Dans « Témoin d'oreille », les personnages féminins sont soit méticuleux dans leurs tâches ménagères, soit tendres émotionnellement, voire les deux. L'homme, en revanche, peut parfois être un « désordonné ». Il parcourt alors le monde, s'installant partout, faute de profondeur. Contrairement à « Nimmermuss », une sorte d'écho à Bartleby, l'écrivain de Melville, et à son « Je préférerais ne pas ». Canetti : « Au lieu d'une colonne vertébrale, il a un « non » ferme, une force de conviction. »
Canetti lui-même était fiable lorsqu'il s'agissait de dénoncer les traits de ses connaissances ou de ses amis. Ainsi, les cinquante physionomies de « Le Témoin auditif » sont souvent des portraits à peine stylisés. Son amie Marie-Louise von Motesiczky est dépeinte comme la « Donneuse de soi », le philosophe Bertrand Russell comme le « Pur syllabique ». L'écrivain et survivant des camps de concentration Hans Günther Adler est l'« Administrateur du chagrin ».
Certains sketches satiriques ne figurent pas dans le recueil final. Par exemple, « Le Sans-Nez ». Il fait référence à Max Frisch, dont Canetti écrit : « Un grognon docile qui a réussi par manque de passion. » Et : « Il critique son pays pour susciter la colère. Mais d'une manière qui lui procure une certaine satisfaction. »
Est-ce une affirmation défensive lorsqu'Elias Canetti affirme être lui-même présent dans au moins vingt de ses portraits ? Il a dit un jour ne pas pouvoir renoncer au « plaisir de la classification ». L'écrivain refusait d'être catalogué par d'autres. La psychanalyse était une horreur pour cet analyste : « Je n'aurai de répit que lorsque j'aurai écrit quelque chose de bouleversant sur la psychanalyse. »

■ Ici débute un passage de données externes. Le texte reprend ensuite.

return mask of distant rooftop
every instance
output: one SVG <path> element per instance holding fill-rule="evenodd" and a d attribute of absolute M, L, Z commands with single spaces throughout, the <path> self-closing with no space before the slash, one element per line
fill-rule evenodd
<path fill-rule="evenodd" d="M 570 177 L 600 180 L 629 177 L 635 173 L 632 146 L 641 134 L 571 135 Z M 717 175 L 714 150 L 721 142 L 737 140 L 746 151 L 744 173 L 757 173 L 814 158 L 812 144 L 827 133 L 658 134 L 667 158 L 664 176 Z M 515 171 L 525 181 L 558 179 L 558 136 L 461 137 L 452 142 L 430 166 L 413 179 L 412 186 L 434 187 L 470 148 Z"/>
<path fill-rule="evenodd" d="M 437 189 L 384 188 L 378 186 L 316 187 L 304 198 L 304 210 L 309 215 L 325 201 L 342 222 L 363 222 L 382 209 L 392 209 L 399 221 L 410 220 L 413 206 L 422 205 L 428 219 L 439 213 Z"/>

L'épisode de l'enfance où la langue avait été préservée aurait constitué un matériau de choix pour Sigmund Freud et son art, un exemple éclatant de l'interdiction de la parole au nom du plaisir. En fait, l'incident s'est déroulé comme décrit. L'homme au couteau dans le couloir de l'hôtel était un ami de Carlsbad, la nounou de Canetti. L'enfant de deux ans devait garder le silence sur un sujet pour lequel il n'avait pas encore trouvé de mots.
Elias Canetti : Le Témoin auditif. Cinquante personnages. Œuvres complètes. Édition zurichoise, tome 4. Hanser-Verlag, Munich 2025. 208 p., CHF 49.90. – Elias Canetti : La Langue sauvée. Histoire d'une jeunesse. Œuvres complètes. Édition zurichoise, tome 5. Hanser-Verlag, Munich 2025. 544 p., CHF 61.90.